Data collection procedure:

After the Evaluation by rheumatologist and prescribing the tofacitinib or Upadacitinib, an informed consent will be taken from the patient. Baseline investigations and history will be taken and added to the data collection sheet (Attached at the end). Patients will be followed vigilantly and then the clinical evaluation & biochemical investigations will be recorded at 3 months and 6 months.

Statistical Analysis:

All analyses will be conducted according to the ITT principle. A per protocol analysis will also be performed as sensitivity analysis. Two-sided p ≤ 0.05 will be considered statistically significant.

Continuous variable will be presented as mean±SD/median (IQR) and categorical variables will be presented as frequency (%).

Comparison of proportion between groups will be performed using the Chi-square/Fisher's exact test and effect sizes will be calculated as Risk difference, relative risk (RR) with 95% confidence interval.

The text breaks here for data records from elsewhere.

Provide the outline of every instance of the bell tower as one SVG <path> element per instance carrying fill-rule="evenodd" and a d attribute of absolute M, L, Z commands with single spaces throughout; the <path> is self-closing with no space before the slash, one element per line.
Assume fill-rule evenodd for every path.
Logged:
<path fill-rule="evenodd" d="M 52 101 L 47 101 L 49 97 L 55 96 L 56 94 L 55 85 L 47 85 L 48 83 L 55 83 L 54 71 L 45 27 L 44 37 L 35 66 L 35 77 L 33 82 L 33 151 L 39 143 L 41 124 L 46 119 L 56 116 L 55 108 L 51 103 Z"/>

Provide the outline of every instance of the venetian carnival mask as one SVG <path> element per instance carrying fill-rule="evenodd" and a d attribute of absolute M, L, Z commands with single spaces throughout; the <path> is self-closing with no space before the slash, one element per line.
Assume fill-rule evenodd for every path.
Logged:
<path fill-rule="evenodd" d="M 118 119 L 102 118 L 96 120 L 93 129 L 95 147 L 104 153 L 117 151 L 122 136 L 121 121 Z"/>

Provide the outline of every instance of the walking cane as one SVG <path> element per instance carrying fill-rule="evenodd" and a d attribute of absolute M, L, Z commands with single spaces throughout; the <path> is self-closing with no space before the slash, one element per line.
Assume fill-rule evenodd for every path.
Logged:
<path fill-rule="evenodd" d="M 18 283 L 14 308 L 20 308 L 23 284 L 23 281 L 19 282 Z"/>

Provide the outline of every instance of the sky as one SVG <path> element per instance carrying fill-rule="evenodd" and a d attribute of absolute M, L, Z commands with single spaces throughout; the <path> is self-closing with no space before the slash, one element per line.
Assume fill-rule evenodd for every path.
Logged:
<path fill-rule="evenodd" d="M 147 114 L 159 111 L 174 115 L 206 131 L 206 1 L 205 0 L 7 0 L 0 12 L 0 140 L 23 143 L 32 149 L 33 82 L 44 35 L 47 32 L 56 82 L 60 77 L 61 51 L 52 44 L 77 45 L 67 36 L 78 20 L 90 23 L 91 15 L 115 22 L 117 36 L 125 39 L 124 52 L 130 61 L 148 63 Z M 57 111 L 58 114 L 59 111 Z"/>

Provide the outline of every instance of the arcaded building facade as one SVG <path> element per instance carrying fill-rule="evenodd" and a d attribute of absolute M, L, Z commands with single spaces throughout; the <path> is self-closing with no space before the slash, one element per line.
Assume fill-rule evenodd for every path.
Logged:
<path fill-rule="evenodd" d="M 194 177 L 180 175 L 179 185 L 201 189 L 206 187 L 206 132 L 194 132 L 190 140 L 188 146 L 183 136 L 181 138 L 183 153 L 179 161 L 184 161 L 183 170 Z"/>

Change in DAS28 will be compared by using Independent sample t-test/Mann Whitney-U test. Repeated measures analysis (mixed model/ANOVA) will be used to see the groups and time effect simultaneously. ACR responses will be analyzed by using Chi-square test Comparison of incidence rate between groups will be performed using Chi-square/Fisher's exact test and rates will be presented as proportion and/or incidences per 100 patient years.